JVM built-in lock, implemented via object header and lock upgrade mechanism.
synchronized keyword implemented via Monitor mechanism. Each object has an associated monitor lock in JVM. When entering synchronized block, thread tries to acquire the object’s monitor lock. If held by another thread, current thread waits. JVM’s monitor lock is lighter than OS mutex, tries spinning before blocking to reduce context switches, especially on multi-core.

Also ensures modifications to a variable are immediately visible to other threads. Similar to volatile, but volatile is lighter.

  1. Modifies instance methods (locks the calling object)
  2. Modifies static methods (locks the current class)
  3. Modifies code blocks (locks the specified class/object in parentheses)

Underlying Principle

  1. For code blocks, bytecode has “monitorenter” before and “monitorexit” after. Monitor implemented in C++.
  2. For methods, bytecode flag has ACC_SYNCHRONIZED, indicating synchronized method.

Lock Upgrade

Mark Word information:

Lock State56 bits4 bits1 bit (Bias Lock Flag)2 bits (Lock Flag)
No LockObject Hash CodeGeneration Age001
Biased LockThread ID + EpochGeneration Age101
Lightweight LockPointer to Lock Record--00
Heavyweight LockPointer to Monitor--10
GC Mark---11
  1. No Lock: Mark word records object’s hash code, generation info
  2. Biased Lock: Only one thread needs the lock. Writes current thread ID to mark word via CAS. If same thread wants lock again, gets it directly, so reentrant.
  3. Lightweight Lock: Multiple threads alternate access. When another thread wants access, sees lock biased to other, upgrades to lightweight. Creates lock record in thread’s stack. Mark word becomes pointer to lock record, which has original mark word + pointer to lock object. Thread spins to acquire (user space).
  4. Heavyweight Lock: Multiple threads concurrent access.

ReentrantLock

Differences from synchronized:

  1. Interruptible (demo) Call lock.lockInterruptibly(), other threads can interrupt it if can’t acquire lock.
  2. Set timeout (if can’t acquire in time, give up, lock.tryLock(2, TimeUnit.SECONDS))
  3. Set as fair lock (threads acquire in order applied, FIFO).
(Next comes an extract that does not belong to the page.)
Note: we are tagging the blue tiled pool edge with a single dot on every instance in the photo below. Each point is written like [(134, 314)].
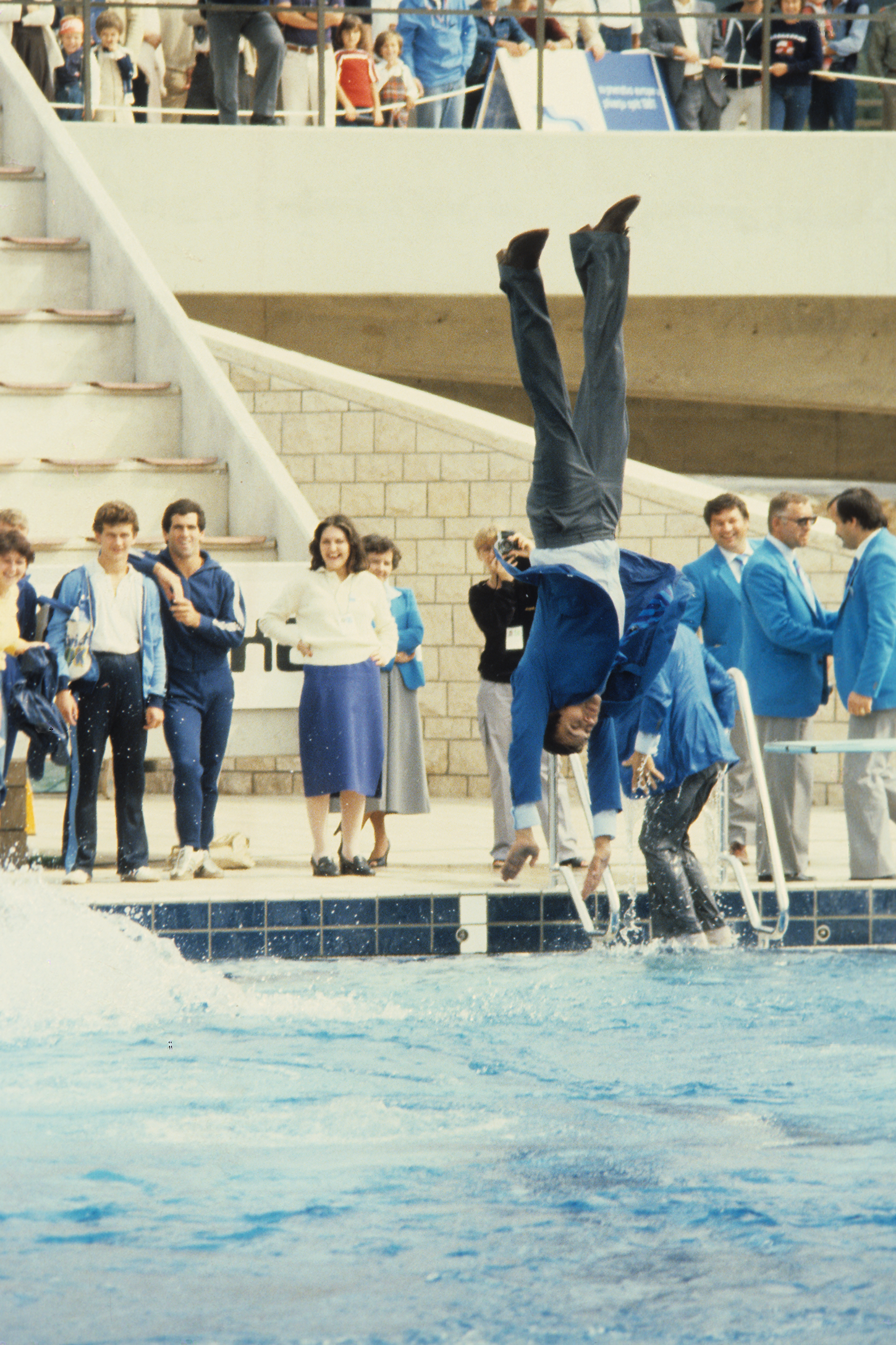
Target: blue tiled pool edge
[(518, 922)]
But ensuring FIFO causes frequent switches, impacts performance.
  4. Supports multiple condition variables (waiting threads awakened by different conditions)
  5. synchronized is JVM implemented, can’t see underlying, but ReentrantLock is JDK API, called via lock(), unlock().

Reentrancy

Both synchronized and ReentrantLock are reentrant. Same thread can acquire lock it already holds.

Condition Variables

Producer/Consumer Example

After acquiring lock, if thread not ready to run logic, calls condition1.await() to wait for condition1, adds itself to condition1’s wait queue.

Another thread performs operation making condition1 true, calls condition1.signal() to wake one waiting thread; condition1.signalAll() wakes all.

Difference from synchronized: synchronized has only one condition, so signalAll() wakes all waiting threads.